If limited confinement to administrative segregation does not create a liberty
interest and is sometimes part of the prison experience, the isolation of Abdur Rashid
Khalif does not amount to extreme or outrageous behavior. We might rule that a question
of fact existed as to outrageous conduct, if Khalif presented evidence that one or more of
the DOC employees intentionally falsified records with the purpose of harming Khalif.
Nevertheless, although Khalif presents evidence that DOC officers and one hearing
officer mistakenly disciplined him, he presents no evidence that any officer did so
knowingly.
Officer Veronica Wall, according to Hearing Officer Mark Knighton, was
confused as to Abdur Rashid Khalif’s cell. Khalif claims, in his declaration, that Michael
McKenzie knowingly falsified charges, but he fails to disclose how he knows the state of
McKenzie’s mind. A witness may not testify to a matter unless evidence is introduced
sufficient to support a finding that the witness has personal knowledge of the matter.
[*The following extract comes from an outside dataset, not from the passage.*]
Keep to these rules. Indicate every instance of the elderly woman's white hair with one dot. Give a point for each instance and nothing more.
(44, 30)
ER 602. Under CR 56(e), summary judgment declarations must be based on personal
knowledge. McKenzie testified he did not know Khalif worked as a recycle porter on the
upper tier.
7 No. 38045-9-III Khalif v. McKenzie
Abdur Rashid Khalif contends the superior court failed to recognize that the
claimant may recover under the cause of action for intentional infliction of emotional
distress by establishing reckless conduct, not only intentional conduct. Because he
presents no facts to support outrageous conduct, this contention benefits him none.
CONCLUSION
We affirm the superior court’s grant of summary judgment dismissing the lawsuit
against Michael McKenzie, Gary Pierce, and Veronica Wall.
A majority of the panel has determined this opinion will not be printed in the
Washington Appellate Reports, but it will be filed for public record pursuant to RCW
2.06.040.
_________________________________ Fearing, C.J.
WE CONCUR:
______________________________ Lawrence-Berrey, J.
______________________________ Cooney, J.